Hi readers.  Thanks for coming by for a read.  This is an idea of mine that worked out really well.  Hell, it wasn’t my idea.  It was Jeanne’s.  But I’m the one put that whole bag of onions in the blender, liquified them, and poured them into ice cube trays.  Jeanne just thought of it because the onions go bad so quickly these days.

Anyway, even before the low sodium fanaticism and the sexual experimentation with various foods that followed, counting sodium mgs the way other people count calories, even before that I used a LOT of onions, a lot of jalapeno [and other peppers].

But Jeanne’s ice cube idea throws the entire thing into a new realm.  A new threshold, new horizon of culinary potential.  And you don’t have to chop them every damned time you get hungry and start searching for something to cook.

The onions turn into tiny onion chips when thawed, and a lot of onion juice.  They make an onion broth quicker than I can type it.  And the jalapeno ice cube are great anywhere.  Shove a popsicle stick into them and you have a jalapeno popsicle.  Otherwise just use them the way you’d normally use a jalapeno shaped like an ice cube.

Remember where you heard it first.  It was here.  Not Jeanne’s Library blog.  But if I could think of a way to keep them from melting I’d send some postcard style to her Johnson County Library Postcard Art project.  Because damn me, these are art.  Tastiest damned art I’ve ever eaten.

Old Jules

 

It’s an ill wind that blows no good

sriracha hot chili sauce

Hi readers. 

I’ve always loved Sriracha Chili Sauce, hate knowing they’ve come on hard times.  I’d guess the people in that California town would live to be 110 each if they’d gut it out, breathing that stuff three months out of the year.

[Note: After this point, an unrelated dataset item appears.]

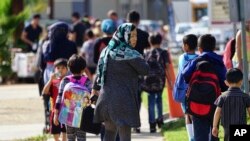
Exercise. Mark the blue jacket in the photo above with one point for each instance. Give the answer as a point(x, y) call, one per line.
point(213, 58)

City: Odor from Sriracha chili plant a nuisance

As many as 40 trucks a day pull up to unload red hot chili peppers by the millions. Each plump, vine-ripened jalapeno pepper from central California then goes inside on a conveyor belt where it is washed, mixed with garlic and a few other ingredients and roasted. The pungent smell of peppers and garlic fumes is sent through a carbon-based filtration system that dissipates them before they leave the building, but not nearly enough say residents.

“Whenever the wind blows that chili and garlic and whatever else is in it, it’s very, very, very strong,” Sanchez said. “It makes you cough.”

I’d love to be downwind of it when it’s in operation if it weren’t for the fact it’s in California, and if I went to California next thing I knew I’d be having to get along with Californians.  For me it’s a bit late in the day to take on that job of work.

Anyway, you’re probably wondering what the good is I referred to in the title to the post.  Here it is:

His recipe for Sriracha is so simple that the Vietnamese immigrant has never bothered to conceal it: chili pepper, garlic, salt, sugar and vinegar.

“You could make it yourself at home,” he told a visitor during a tour of the plant on Tuesday. But, he added with a twinkle in his eye, not nearly as well as he can.

The secret, he said, is in getting the freshest peppers possible and processing them immediately.

The result is a sauce so fiercely hot it makes Tabasco and Picante seem mild, though to those with fireproof palates and iron stomachs it is strangely addicting. Thirty-three years after Tran turned out his first bucketful, Sriracha’s little plastic squeeze bottles with their distinctive green caps are ubiquitous in restaurants and home pantries around the world.

Now if those Californios shut him down at least a person has the basics to cook the stuff himself.  Fill the RV up with the odor as many months of the year as he wants to. 

The government hasn’t learned the potential joys of this yet, so they haven’t made it illegal.  I can close all the windows on the RV,  zonk up on it, me and the cats.  Lie back against the cushions and try to learn to play the harmonica.  Or listen to any of about a million songs my bud Rich provided for me to play on an hmmm MP3?  A tiny thing that plays songs – holds a few hundred at a time.  One of the few inventions since lawsuit to really add to the joy of life for the average human being.